资源环境科技发展态势分析平台

The performance of the present operational global forecast system (GFS) at T1534 (~12.5 km) horizontal resolution with modified fractional cloud condensate to precipitation conversion parameter in the revised simplified Arakawa-Schubert (RSAS) convection scheme is evaluated for the summer monsoon seasons of 2018 and 2019 over the Indian region. The modified parameter has the form of an exponentially decreasing function of temperature above the freezing level. In contrast, below the freezing level, it is constant and is similar to default conversion parameter. The results reveal that the GFS T1534 with modified conversion parameter (EXPT) shows better fidelity in forecasting the mean summer monsoon rainfall over the Indian subcontinent region as compared to default GFS T1534 (CTRL). The rainfall probability distribution function analysis indicates a notable improvement in forecasting moderate and heavier category rainfall in EXPT as compared to CTRL. The improved distribution of total rainfall is found to be contributed by the proper forecasting of convective and large-scale rainfall in EXPT. It is likely that the reduced rate of conversion of cloud condensate to convective precipitation above the freezing level leads to a reduction in the convective rainfall, which eventually increases the moisture in the upper level through detrainment and hence enhances the large-scale precipitation.
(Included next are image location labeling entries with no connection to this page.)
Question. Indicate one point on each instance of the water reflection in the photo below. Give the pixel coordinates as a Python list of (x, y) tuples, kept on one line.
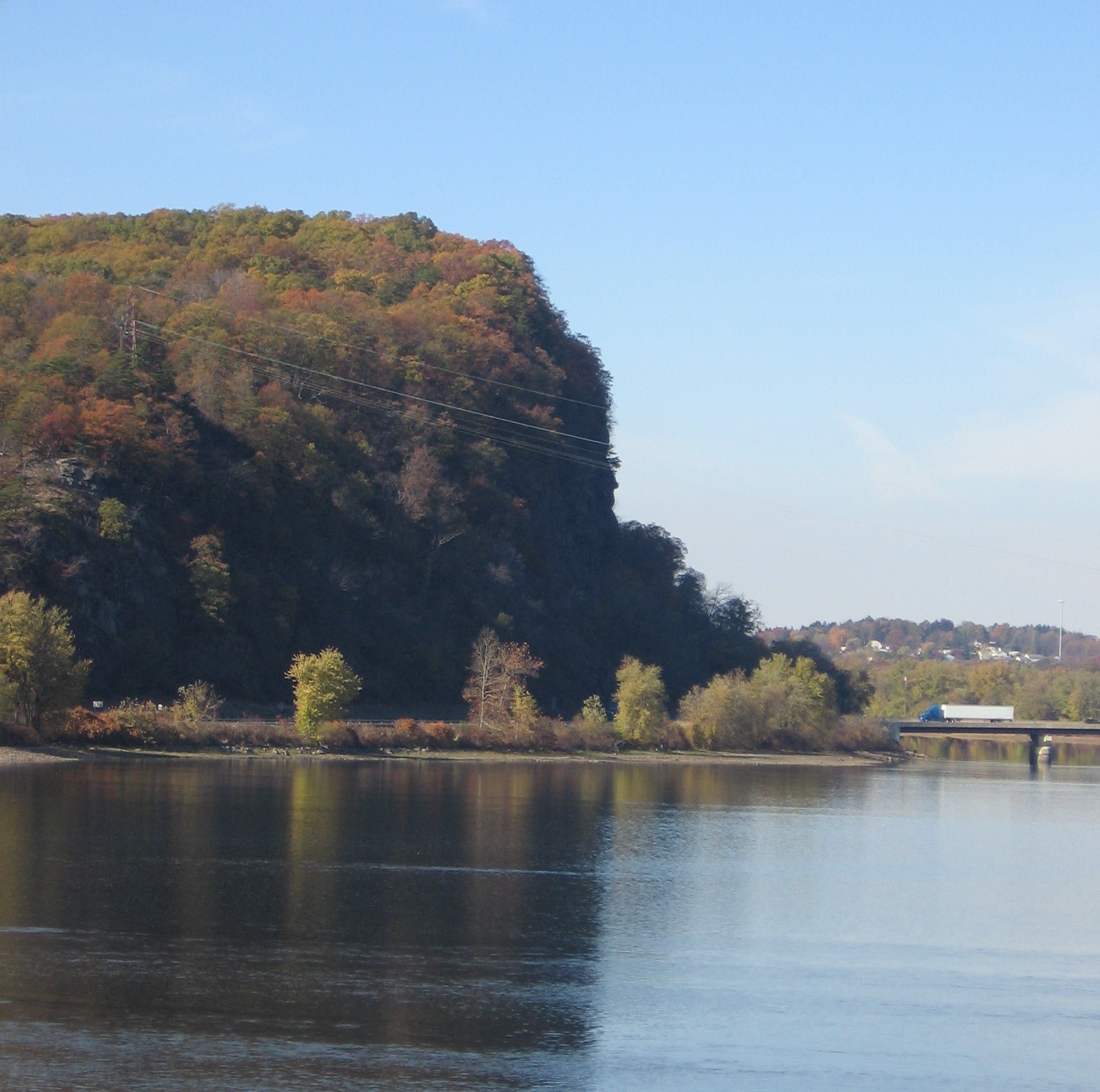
[(267, 925)]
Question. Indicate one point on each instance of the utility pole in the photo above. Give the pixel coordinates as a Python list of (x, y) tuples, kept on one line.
[(128, 331)]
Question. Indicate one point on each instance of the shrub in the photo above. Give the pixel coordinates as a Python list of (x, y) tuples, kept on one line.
[(640, 701), (198, 703), (137, 719), (496, 688), (439, 734), (323, 687), (115, 523), (593, 712), (39, 670), (786, 704)]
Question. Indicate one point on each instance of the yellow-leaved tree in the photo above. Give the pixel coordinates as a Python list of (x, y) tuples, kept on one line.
[(323, 687), (642, 701), (39, 670)]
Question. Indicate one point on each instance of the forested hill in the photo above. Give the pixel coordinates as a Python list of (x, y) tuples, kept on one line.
[(231, 436)]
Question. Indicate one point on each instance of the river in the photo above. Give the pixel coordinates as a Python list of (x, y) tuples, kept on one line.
[(269, 925)]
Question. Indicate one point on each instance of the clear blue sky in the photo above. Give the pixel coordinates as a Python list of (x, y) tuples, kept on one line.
[(843, 261)]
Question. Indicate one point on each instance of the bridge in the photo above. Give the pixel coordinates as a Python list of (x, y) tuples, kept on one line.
[(1037, 731)]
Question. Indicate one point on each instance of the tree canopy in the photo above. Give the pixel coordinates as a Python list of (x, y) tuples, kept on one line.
[(230, 435)]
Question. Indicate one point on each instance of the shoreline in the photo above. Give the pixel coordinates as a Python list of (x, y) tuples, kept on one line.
[(17, 756)]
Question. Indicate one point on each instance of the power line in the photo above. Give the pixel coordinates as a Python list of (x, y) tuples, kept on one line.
[(385, 356), (381, 390), (271, 368)]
Further, EXPT shows relative improvement in forecasting outgoing longwave radiation, wind circulation, cloud fraction, dynamical-thermodynamical processes, and moist-convective feedback through improved lower tropospheric moistening over the Indian region. Finally, various skill score analyses suggest that EXPT shows better skill in predicting moderate and heavier category rainfall with longer lead time over the Indian subcontinent region. Considering the large socioeconomic impact of heavy and extreme precipitation over India, the modified conversion parameter can be incorporated in the present operational GFS T1534 model.